As they walked back through the swamp, the man quiet for the first time, Kael jabbed the mud with the tip of her boot and muttered, “You worry me, Lian. You watch people like you are trying to understand them and then you make choices like you are the only one capable of pity.”
He bristled. “And you worry me for making everything a performance. You rush into things like a storm and then act surprised when the roof falls in.”
Mira’s laugh was low and dry. “Both of you have a point. But neither of you is wrong enough to be right alone.”
The man they carried said nothing until they reached a rise where the trees thinned and the city smoke showed on the horizon. He looked at the three of them and finally asked, voice small like a betrayed child, “Why did you bother? You could have killed me.”
Lian thought of the clerk’s warning about living capture. He thought of the man’s small fingers and the token. He thought of his own life that had been given another chance, of the hollow he had felt in the other world. He swallowed.
“Because we are not heroes,” he said, his voice steadier than he felt. “Not in the way you mean at least. But we still care if someone lives or dies. We want to be better than the system that chose us or rejected us.”
The man looked at him as if this were nonsense. Then, slowly, he nodded.
When they arrived at the guild, the clerks took the man, token and all, with businesslike efficiency. They praised them for a clean capture and handed over the reward. It was more than they had expected. Enough to patch the house and buy better supplies. Enough to make them feel for a moment like they had done something that mattered.
Outside the guild, Kael looked at the pile of coins and rolled her shoulders. “I admit, that was harder than I thought.
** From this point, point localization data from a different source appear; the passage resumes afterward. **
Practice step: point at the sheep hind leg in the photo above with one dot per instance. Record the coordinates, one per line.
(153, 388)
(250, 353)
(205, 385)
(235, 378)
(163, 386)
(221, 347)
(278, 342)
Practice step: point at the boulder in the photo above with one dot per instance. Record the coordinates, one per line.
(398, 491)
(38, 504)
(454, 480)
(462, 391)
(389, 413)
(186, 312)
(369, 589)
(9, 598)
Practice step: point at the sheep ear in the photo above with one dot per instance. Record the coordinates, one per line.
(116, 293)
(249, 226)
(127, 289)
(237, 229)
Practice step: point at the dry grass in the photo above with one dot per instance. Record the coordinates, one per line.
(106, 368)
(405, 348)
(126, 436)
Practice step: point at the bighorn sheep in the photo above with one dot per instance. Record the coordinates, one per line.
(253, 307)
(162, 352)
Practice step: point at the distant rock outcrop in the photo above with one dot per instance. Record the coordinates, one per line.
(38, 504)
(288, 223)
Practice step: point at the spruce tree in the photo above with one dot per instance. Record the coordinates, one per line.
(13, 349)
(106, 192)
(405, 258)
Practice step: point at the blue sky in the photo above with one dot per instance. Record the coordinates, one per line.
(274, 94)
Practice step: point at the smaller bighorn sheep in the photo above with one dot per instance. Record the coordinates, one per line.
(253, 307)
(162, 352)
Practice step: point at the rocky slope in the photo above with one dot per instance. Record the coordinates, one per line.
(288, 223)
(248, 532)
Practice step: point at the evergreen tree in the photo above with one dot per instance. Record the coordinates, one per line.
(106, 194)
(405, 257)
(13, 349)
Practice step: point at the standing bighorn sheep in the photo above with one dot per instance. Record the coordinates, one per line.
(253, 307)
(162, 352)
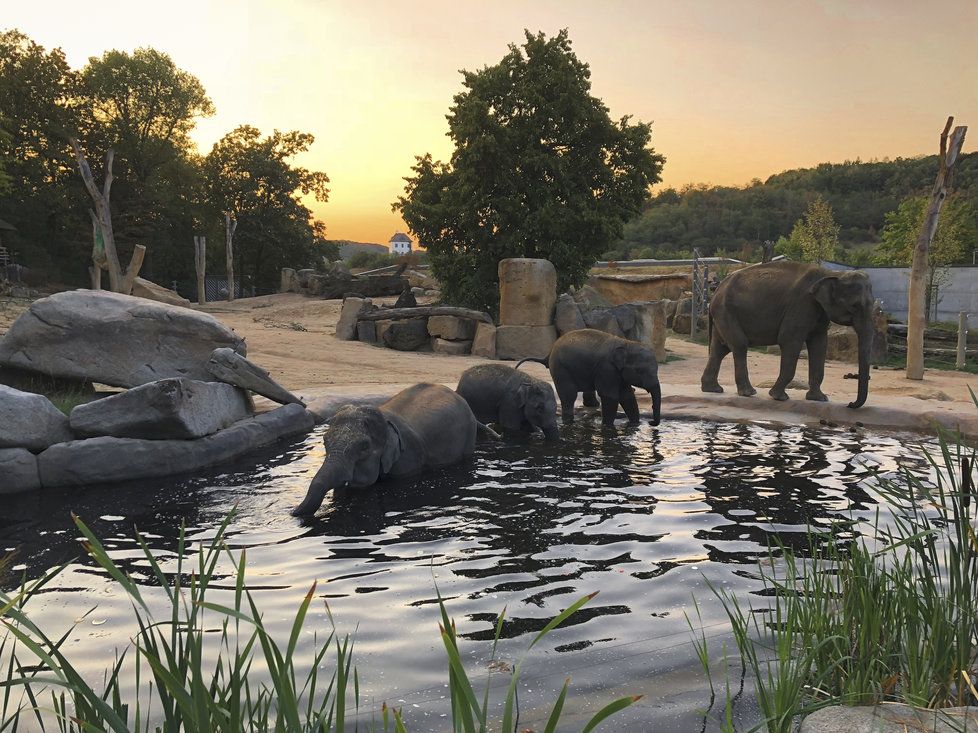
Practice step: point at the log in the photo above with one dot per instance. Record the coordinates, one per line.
(424, 311)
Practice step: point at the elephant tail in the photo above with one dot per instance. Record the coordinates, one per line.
(485, 430)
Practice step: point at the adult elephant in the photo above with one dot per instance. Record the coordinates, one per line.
(421, 426)
(589, 361)
(514, 400)
(789, 304)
And I was right about the confusion pellets being helpful.”
Mira gave a small, rare smile. “Your chaos is useful, but do not let it be the only tool in your hand.”
Lian tucked a coin into his pocket and looked at the path back to their broken house now warmed by this small victory. He felt no false triumph. He felt only a quiet satisfaction and a weighty question.
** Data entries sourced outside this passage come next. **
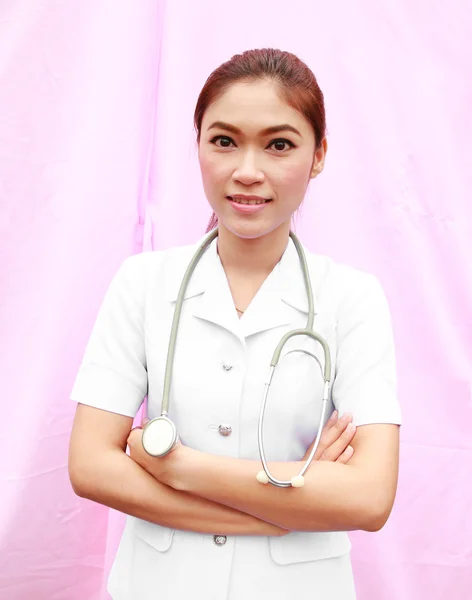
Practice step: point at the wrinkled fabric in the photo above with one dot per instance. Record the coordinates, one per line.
(98, 161)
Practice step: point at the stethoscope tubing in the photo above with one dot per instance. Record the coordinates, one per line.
(308, 331)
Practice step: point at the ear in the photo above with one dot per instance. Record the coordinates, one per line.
(319, 158)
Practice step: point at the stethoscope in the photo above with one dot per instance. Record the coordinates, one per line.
(160, 434)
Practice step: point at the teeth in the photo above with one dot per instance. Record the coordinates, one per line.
(241, 201)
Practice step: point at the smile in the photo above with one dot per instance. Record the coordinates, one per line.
(242, 201)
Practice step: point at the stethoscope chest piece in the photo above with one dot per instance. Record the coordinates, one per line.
(159, 436)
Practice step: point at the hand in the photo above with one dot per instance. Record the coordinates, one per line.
(161, 468)
(335, 439)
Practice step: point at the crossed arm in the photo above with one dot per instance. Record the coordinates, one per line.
(195, 491)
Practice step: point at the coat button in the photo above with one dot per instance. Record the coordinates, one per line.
(225, 430)
(220, 540)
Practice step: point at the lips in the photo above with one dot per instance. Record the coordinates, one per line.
(249, 200)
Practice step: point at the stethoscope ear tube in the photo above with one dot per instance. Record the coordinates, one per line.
(265, 476)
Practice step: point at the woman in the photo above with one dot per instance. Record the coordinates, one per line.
(199, 523)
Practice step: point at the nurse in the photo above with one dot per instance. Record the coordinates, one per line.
(199, 524)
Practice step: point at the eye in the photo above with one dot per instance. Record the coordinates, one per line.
(281, 142)
(225, 141)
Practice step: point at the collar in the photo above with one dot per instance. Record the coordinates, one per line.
(282, 291)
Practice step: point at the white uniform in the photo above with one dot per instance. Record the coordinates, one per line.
(221, 362)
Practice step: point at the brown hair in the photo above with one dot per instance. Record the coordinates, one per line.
(296, 82)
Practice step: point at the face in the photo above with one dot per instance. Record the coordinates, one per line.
(253, 143)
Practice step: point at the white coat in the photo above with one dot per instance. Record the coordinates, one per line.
(221, 363)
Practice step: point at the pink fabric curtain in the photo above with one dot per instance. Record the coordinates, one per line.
(98, 161)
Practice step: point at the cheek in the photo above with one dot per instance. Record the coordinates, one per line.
(212, 169)
(294, 175)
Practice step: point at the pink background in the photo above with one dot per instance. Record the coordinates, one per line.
(98, 161)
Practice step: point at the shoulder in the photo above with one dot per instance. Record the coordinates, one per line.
(344, 287)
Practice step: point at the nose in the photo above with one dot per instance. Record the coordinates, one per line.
(247, 170)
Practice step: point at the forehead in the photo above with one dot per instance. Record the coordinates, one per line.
(254, 105)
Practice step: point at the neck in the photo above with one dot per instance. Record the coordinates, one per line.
(251, 256)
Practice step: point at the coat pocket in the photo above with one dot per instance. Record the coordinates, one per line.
(301, 546)
(157, 536)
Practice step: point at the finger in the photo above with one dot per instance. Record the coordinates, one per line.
(334, 451)
(332, 420)
(346, 455)
(332, 433)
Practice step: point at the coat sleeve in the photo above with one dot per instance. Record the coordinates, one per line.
(365, 383)
(113, 372)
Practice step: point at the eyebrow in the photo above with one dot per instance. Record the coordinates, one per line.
(263, 132)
They had captured a man alive. He had not been a monster in the way they had first feared. He had been hungry, scared, and compelled by forces larger than him. The system that produced heroes and the system that produced soldiers for demons might both be cruel.
On the walk home, Kael and Mira traded small jokes about Boomer and the orb, and Lian found himself laughing with them. Their steps fell into a rhythm that said, for now, they were a team. They had worked through fear and impulse and found a way to make it through.
At the edge of the swamp, Lian paused and looked back. The trees were dark and patient. The man they had caught would be judged, punished, or perhaps redirected. They had done their part, imperfect and honest.
He tapped the coin in his pocket, felt its cold metal against his fingertip, and decided that what mattered was not the power one had or did not have, but the choices one made with the life one had been given.